How to list all groups?
cat /etc/group
How to find the primary group of a user?
id user_name
Sample output:
uid=1000(jane) gid=1000(jane) groups=1000(jane),4(adm),20(dialout),24(cdrom),46(plugdev),116(lpadmin),118(admin),124(sambashare)
The “gid=1000(jane)” is the primary group the user belongs to. In this example, my user name is “jane”, uid is 1000, and there's a group also named “jane” with gid 1000, and it's primary group jane belongs to.
The “groups=…” are all the groups the user belongs to.
Creating/Modifying {user, group}
How to create a new user?
useradd new_name. The “useradd” is a low-level command. On Debian based Linuxes, there's a higher-level command adduser you can use.
When you create a user, several other things must happen too. For example, creating a home dir for the user, specify the user's login shell path, specify the user's primary group.
Use useradd -D to see the defaults.
jane@jane-VirtualBox ◆ 2012-10-13 ◆ 04:00 ◆ ~ useradd -D GROUP=100 HOME=/home INACTIVE=-1 EXPIRE= SHELL=/bin/sh SKEL=/etc/skel CREATE_MAIL_SPOOL=no
How to create a new group?
groupadd new_name, or addgroup.
See their man page for detail.
How to change the primary group for a user?
sudo usermod -g new_group_name user_name
The group for all files of user's home dir will be changed too. But for other files, you'll need to change yourself.

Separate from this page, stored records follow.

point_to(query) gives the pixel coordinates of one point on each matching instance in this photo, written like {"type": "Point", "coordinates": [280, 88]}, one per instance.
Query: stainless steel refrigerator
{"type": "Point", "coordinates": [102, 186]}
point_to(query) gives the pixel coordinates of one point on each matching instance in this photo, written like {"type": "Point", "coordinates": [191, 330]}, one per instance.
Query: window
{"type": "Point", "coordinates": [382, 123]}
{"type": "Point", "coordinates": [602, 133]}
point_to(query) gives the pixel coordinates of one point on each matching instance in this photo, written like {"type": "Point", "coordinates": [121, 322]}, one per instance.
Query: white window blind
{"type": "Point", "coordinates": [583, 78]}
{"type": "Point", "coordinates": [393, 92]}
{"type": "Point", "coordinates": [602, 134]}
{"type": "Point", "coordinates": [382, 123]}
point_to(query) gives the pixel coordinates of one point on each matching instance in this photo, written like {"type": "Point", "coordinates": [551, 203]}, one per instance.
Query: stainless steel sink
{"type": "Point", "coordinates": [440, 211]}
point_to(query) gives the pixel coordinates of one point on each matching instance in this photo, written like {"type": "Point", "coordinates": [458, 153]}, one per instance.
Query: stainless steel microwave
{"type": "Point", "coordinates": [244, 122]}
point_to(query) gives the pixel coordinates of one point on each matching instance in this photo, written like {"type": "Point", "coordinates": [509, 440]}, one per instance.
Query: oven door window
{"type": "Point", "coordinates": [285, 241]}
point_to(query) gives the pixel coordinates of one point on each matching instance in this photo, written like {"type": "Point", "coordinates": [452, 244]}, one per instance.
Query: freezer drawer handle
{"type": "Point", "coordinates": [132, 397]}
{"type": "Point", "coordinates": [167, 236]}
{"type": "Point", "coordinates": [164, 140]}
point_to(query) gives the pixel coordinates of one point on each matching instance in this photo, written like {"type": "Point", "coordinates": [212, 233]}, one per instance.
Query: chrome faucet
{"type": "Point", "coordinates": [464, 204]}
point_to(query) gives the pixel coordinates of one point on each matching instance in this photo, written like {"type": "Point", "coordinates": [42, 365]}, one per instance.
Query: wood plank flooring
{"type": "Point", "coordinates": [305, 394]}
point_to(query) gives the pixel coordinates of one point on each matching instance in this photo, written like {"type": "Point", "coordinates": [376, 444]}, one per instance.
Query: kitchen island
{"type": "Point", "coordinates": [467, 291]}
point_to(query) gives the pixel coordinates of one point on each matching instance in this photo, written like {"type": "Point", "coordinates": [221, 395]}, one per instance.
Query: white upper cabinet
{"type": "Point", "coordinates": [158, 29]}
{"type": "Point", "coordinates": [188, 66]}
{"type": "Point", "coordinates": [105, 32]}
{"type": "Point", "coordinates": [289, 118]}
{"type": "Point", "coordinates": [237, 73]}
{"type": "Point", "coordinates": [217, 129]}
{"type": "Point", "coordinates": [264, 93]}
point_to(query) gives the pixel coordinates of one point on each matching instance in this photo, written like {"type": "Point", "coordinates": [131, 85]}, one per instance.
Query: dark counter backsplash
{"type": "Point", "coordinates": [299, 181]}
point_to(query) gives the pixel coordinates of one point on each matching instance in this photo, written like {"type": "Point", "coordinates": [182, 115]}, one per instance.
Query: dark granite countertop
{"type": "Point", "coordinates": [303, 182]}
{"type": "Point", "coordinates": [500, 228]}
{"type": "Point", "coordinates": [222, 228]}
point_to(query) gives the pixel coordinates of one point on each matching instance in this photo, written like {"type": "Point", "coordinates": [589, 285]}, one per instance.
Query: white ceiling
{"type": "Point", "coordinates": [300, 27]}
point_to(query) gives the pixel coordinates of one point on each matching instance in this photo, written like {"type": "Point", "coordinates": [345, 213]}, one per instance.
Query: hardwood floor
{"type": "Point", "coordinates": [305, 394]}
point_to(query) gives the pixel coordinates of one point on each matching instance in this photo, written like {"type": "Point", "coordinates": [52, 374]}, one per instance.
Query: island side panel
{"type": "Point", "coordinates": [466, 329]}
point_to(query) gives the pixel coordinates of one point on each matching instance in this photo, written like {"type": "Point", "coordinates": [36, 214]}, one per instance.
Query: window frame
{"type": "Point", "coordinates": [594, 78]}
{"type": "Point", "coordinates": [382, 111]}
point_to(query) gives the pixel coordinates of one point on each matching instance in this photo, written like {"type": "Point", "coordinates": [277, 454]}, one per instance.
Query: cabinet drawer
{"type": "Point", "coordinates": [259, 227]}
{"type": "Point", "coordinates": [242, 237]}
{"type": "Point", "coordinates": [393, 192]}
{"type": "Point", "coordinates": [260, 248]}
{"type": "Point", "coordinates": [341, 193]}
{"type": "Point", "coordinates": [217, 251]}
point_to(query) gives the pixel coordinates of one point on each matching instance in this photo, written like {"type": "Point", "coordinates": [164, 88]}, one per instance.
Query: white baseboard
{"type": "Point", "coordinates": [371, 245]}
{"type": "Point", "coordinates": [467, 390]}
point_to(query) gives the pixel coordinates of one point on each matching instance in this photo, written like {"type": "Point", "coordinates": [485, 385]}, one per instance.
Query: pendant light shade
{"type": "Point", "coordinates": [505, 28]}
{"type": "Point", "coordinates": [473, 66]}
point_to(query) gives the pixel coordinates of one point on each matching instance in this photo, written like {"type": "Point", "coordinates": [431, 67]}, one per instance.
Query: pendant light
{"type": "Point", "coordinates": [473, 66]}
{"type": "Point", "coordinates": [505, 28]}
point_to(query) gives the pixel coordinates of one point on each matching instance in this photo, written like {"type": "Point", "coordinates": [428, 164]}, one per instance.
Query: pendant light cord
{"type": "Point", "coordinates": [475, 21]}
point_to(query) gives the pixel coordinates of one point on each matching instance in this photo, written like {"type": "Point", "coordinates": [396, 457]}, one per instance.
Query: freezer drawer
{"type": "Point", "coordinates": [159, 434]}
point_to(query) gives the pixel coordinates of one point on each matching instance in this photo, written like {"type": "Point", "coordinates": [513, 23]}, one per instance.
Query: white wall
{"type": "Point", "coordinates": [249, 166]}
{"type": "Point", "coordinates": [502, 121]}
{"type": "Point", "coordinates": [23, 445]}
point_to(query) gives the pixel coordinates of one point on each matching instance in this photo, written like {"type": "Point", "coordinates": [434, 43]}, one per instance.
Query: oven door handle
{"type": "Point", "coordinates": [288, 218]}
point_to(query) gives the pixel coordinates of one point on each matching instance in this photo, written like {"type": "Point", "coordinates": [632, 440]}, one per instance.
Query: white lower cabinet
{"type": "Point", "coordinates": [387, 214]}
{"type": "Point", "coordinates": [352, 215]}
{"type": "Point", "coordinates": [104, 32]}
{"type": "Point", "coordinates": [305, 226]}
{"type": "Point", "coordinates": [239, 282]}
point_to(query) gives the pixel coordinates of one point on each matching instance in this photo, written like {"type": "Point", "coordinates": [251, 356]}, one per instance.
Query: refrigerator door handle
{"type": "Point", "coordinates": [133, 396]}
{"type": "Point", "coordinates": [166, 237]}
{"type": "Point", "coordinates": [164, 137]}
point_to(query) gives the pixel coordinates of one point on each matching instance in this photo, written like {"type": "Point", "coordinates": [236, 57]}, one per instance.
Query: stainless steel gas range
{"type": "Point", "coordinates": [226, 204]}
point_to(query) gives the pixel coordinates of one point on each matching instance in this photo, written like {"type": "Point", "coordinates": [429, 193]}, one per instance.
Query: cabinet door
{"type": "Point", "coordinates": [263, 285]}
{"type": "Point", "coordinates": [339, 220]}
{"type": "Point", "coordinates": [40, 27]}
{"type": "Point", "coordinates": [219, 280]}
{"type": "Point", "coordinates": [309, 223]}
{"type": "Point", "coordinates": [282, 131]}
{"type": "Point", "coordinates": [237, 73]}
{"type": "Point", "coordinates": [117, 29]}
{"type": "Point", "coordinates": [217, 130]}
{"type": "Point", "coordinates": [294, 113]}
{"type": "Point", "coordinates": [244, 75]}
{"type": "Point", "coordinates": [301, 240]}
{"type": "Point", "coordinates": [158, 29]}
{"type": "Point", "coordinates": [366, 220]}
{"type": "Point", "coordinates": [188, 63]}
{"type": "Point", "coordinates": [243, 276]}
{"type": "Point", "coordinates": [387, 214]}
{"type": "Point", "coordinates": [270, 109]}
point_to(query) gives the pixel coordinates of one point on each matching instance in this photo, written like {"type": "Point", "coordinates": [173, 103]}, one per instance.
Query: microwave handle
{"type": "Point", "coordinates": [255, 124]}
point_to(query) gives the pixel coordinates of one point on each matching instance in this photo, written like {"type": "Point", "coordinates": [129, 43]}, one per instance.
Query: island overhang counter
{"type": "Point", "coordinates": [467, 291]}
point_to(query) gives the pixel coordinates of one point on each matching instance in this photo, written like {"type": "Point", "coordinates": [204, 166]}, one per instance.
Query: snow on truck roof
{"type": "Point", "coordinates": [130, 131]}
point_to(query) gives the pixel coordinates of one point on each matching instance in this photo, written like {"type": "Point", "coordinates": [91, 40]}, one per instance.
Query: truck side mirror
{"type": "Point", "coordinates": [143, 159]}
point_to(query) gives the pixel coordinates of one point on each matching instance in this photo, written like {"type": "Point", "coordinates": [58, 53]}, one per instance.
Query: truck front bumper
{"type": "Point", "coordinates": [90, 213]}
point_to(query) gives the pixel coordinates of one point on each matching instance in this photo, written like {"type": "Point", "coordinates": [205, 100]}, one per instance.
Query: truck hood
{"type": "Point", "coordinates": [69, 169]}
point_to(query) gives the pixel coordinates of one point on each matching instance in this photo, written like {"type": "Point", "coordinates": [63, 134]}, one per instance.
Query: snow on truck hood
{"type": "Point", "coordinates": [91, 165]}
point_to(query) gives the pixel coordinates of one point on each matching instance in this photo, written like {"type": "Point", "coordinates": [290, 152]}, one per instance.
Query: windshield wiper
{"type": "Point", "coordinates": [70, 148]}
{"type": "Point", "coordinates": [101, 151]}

How to add a user to a group?
sudo usermod -a -G new_group_name user_name
The user needs to re-login for his new group to have effect.
How to remove a user from a group?
First, find out all the groups the user belongs, by id user_name, then use
sudo usermod -G comma_separated_group_names user_name. The “-G” option take a list of all the groups the user should belong to.
How to create multiple users in batch?
newusers users_data_file. The users_data_file is a text file containing user info. Each line should have the same format as the /etc/passwd file. See: man newusers.